Sen. Tomassoni was an Olympian? With Italy?
Posted at 3:16 PM on May 1, 2008 by Michael Marchio (2 Comments)
Apparently so, according to Sen. Gen Olson (R-Minnetonka). She informed the body of this neat factoid when offering an amendment to the state government policy bill, SF3190, to the make hockey the official state sport. She also said Sen. Jim Metzen (DFL-South St. Paul) was a goalie, and holds a record for saves at South St. Paul high school. Her amendment was adopted, and while I don't know how the governor feels about the rest of the bill, but I'm sure he'll like her amendment.
The blog "Lets Go DU" a University of Minnesota Duluth hockey blog, actually picked up a story from the Mesabi Daily News about Sen. Tomassoni the Olympian.
Twenty-two years ago today, David Tomassoni of Chisholm scored a unique two-thirds of a hat trick at the 1984 Winter Olympics in Sarajevo, Yugoslavia.
Tomassoni, now a DFL state senator, was a 31-year-old member of the Italian National Team in the locker room and ready to take the ice against the vaunted Russian squad when his stomach "did a back-flip. I turned to a teammate and said, 'Mike, I think my baby might have just been born over in Hibbing. And, you know what else, I might just score a goal today,'" Tomassoni said in a telephone interview Wednesday.
He was right on both counts.
That day at the Hibbing hospital, his wife, Charlotte, gave birth to their third child, Danny.
Meanwhile, the Italians would play well against a much stronger and heavily favored Russian team, losing 4-1.The lone Italian goal was scored by Tomassoni, who at the time only thought he was a father a third time.
There were no cell phones two decades ago, so Tomassoni had to seek out a land line after the game to call back home.
"I was trying to find a phone when I ran into Brent Musburger (longtime and well-known television sportscaster) who directed me to the press room.

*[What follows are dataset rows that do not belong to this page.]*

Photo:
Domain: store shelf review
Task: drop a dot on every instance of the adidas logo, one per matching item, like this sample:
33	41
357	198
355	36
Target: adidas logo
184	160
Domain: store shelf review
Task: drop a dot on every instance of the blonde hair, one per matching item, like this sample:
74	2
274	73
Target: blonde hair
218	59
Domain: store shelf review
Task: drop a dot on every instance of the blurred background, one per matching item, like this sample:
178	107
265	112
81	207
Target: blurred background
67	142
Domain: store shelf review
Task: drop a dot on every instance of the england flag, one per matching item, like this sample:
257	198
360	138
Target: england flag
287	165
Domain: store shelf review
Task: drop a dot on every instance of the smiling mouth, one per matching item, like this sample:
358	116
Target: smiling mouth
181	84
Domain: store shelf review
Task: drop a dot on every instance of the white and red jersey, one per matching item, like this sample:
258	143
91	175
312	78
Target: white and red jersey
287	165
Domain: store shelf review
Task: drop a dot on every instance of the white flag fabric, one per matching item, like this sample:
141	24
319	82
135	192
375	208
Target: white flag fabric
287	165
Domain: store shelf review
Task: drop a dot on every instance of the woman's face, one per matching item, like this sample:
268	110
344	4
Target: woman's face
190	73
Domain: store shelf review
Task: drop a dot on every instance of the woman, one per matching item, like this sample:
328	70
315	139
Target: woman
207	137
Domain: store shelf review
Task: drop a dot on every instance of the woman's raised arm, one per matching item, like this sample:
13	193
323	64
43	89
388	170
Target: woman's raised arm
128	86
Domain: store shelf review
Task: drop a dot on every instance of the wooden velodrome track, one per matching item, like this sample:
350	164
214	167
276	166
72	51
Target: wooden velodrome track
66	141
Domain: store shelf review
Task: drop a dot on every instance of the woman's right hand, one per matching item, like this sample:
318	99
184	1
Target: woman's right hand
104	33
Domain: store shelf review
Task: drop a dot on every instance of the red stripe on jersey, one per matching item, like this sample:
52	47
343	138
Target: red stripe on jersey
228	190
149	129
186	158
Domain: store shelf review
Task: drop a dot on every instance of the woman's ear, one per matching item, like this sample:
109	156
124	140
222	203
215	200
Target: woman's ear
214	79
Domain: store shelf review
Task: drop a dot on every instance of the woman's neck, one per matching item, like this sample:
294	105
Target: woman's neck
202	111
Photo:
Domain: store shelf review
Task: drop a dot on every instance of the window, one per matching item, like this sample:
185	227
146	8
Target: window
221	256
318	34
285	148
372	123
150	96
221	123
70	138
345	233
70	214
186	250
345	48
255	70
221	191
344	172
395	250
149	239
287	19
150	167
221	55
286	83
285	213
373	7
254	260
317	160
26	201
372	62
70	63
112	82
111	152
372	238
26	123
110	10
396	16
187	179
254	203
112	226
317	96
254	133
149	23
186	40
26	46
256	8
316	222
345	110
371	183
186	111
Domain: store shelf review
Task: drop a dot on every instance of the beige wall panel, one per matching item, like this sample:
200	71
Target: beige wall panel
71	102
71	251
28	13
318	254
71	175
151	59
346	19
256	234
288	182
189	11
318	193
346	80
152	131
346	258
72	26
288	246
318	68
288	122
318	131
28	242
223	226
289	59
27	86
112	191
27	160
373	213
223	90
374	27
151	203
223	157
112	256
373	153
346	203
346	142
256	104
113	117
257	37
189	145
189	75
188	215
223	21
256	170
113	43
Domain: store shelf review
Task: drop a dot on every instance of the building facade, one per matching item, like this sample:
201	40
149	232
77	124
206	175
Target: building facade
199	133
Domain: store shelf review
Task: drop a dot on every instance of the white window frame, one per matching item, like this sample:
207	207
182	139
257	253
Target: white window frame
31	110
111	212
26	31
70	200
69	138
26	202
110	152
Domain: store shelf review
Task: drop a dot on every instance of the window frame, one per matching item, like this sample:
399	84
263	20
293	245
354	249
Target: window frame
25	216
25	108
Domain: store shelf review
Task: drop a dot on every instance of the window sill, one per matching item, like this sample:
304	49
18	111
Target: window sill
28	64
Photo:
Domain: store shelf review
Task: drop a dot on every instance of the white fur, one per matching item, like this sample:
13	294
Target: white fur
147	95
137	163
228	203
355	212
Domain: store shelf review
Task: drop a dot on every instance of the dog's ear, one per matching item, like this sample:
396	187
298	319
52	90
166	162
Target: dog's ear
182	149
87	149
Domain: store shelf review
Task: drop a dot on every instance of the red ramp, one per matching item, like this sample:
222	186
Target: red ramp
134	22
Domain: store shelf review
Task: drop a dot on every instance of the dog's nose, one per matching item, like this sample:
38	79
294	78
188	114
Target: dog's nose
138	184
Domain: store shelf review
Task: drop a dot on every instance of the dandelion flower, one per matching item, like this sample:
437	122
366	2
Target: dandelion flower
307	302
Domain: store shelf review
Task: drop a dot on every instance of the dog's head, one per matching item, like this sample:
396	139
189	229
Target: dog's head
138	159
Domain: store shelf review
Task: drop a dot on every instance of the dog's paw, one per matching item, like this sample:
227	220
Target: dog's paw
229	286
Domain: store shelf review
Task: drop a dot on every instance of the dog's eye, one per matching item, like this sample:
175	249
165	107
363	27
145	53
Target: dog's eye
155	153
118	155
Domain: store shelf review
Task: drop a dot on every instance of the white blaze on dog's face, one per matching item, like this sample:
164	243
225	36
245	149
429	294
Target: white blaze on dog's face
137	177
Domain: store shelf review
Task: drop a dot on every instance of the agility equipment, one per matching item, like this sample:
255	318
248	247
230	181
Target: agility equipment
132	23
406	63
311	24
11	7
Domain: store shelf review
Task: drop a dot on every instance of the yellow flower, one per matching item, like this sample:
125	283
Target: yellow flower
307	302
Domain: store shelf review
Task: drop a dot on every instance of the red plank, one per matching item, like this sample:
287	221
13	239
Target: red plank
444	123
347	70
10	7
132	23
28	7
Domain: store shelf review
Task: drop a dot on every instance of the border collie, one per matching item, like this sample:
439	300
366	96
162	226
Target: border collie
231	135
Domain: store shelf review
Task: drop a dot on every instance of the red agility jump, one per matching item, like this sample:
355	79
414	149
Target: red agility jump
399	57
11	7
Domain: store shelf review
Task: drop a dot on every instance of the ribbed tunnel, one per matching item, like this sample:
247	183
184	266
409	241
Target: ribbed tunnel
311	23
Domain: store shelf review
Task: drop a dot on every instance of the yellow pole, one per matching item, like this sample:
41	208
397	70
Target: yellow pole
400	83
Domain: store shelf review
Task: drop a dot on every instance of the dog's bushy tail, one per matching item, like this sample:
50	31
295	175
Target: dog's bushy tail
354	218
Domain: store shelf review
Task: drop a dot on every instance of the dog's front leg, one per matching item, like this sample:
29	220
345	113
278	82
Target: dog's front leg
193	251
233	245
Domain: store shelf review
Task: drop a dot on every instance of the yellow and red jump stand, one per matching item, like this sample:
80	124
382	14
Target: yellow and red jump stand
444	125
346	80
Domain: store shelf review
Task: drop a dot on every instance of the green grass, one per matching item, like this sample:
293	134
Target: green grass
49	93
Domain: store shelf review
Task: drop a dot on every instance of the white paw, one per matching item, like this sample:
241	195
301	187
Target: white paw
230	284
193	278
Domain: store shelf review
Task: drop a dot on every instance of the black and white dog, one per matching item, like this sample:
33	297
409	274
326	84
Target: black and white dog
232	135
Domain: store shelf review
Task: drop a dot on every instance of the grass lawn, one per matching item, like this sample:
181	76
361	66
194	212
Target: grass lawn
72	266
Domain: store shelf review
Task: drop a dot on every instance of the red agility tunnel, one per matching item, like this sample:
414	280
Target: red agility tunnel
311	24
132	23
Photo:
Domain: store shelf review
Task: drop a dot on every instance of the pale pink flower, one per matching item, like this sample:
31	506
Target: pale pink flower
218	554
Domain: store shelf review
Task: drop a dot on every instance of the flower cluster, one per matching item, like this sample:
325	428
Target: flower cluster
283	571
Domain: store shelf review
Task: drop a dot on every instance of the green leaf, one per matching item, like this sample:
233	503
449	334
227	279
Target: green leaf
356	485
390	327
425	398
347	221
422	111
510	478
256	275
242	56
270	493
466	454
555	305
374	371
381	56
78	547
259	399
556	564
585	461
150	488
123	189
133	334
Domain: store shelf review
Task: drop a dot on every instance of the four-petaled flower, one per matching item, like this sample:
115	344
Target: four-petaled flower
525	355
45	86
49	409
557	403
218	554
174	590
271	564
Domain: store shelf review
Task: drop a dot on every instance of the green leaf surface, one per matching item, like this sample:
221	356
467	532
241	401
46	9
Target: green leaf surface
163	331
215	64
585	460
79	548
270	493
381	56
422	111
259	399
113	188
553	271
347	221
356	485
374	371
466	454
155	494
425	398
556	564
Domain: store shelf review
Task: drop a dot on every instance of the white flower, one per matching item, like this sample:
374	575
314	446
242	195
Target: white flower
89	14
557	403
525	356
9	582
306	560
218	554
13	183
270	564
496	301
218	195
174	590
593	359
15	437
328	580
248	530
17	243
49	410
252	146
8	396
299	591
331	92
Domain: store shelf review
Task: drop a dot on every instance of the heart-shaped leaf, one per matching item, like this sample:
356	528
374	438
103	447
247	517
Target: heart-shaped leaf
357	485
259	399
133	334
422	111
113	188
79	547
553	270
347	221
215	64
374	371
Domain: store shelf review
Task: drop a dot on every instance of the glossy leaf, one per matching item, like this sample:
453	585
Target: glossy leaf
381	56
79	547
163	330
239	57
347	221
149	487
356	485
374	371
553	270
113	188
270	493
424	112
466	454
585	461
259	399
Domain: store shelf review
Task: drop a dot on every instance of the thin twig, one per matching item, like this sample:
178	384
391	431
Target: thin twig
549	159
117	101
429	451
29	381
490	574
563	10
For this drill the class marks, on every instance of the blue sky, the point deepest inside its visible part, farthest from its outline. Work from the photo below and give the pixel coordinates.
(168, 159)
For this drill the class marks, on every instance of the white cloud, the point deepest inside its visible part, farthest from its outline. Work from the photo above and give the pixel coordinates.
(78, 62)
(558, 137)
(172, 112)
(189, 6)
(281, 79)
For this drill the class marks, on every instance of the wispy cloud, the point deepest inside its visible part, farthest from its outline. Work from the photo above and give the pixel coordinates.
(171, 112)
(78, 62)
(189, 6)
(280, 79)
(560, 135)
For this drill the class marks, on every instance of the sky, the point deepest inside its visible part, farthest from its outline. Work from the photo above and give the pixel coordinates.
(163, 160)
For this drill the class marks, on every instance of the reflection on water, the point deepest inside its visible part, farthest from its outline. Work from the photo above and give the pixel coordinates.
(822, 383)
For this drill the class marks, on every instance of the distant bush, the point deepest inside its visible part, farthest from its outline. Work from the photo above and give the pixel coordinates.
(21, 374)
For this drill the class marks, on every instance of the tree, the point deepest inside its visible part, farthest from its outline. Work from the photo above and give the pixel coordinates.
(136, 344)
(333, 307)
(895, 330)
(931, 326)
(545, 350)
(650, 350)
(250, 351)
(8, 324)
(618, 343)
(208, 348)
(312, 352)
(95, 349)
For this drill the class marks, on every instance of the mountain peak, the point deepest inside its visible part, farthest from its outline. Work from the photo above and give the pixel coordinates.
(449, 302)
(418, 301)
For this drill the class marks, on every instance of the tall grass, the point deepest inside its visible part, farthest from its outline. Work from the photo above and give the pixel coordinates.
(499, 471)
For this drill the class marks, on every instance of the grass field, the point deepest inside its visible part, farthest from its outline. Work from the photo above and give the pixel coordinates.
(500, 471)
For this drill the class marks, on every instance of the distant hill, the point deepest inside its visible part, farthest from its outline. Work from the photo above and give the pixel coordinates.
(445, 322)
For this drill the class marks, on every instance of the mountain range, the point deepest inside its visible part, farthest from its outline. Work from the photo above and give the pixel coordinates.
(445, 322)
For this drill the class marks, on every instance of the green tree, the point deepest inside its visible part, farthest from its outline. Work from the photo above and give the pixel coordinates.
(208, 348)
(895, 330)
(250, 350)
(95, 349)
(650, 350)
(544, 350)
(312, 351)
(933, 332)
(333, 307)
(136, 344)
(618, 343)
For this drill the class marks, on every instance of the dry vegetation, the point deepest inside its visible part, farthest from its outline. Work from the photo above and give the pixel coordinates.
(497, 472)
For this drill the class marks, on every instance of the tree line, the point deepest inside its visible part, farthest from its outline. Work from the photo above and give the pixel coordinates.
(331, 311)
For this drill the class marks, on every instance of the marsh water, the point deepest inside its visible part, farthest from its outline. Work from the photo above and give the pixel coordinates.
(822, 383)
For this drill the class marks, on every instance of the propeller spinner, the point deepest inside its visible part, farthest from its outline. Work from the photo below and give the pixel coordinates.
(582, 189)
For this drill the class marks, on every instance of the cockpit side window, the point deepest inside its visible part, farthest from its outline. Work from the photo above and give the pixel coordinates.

I called home and found out Danny had been born a couple hours earlier," Tomassoni said of his youngest child.
Tomassoni was one of three Americans playing as foreign nationals on the Italian hockey team, which finished in ninth place, with its lone win against Poland. "We finished one place lower than expected," he said.
Also included in that bill is Sen. Ann Rest's proposal that would allow state employees 3-hours paid leave to donate blood. No vote yet on the overall bill, I'll keep you posted on it.
Background checks for coaches seems like a bill that would pass pretty easily, but Rep. Karla Bigham (DFL-Cottage Grove) had to fight to get it through today. It had been approved earlier, but had to go to conference committee to smooth out the differences with the Senate. Hey, more points for her. There was a surprising amount of opposition, with Rep. Mark Buesgens (R-Jordan) saying actions like requiring background checks is eliminating trust in society. Others were concerned whether the bill would hurt volunteering in rural Minnesota, because of the invasion of privacy and. The bill doesn't actually make any requirements on what schools do with the background checks, just that they conduct them. Then the schools themselves can judge for themselves if a person has a criminal history whether they want to employ them.
Rep. Neva Walker's sex ed provisions in the education policy bill have been deemed unacceptable by Gov. Pawlenty. Does that mean we've got a veto override on the way?
Tomorrow, we'll have a weekly recap for you, so check back.
you (or rather Sen. Rest) hit one of my pet peeves: blood donation. Giving an employee a few hours off every 8 weeks or so to donate blood seems a reasonable accommodation. Even if it gets limited to 4 times per year. The American Red Cross is desperate for blood donors.
I'm not sure who's doing the squashing - either the Red Cross and other blood agencies) or the FDA - by eliminating donors due to a ridiculous limit about overseas travel.
Things that will encourage more donor should be encouraged.
Posted by GopherMPH | May 1, 2008 11:05 PM
Yeah, I think the biggest problem that some lawmakers had with this is that state employees would be paid while they aren't actually working. I'll be writing about it today, so check for the post.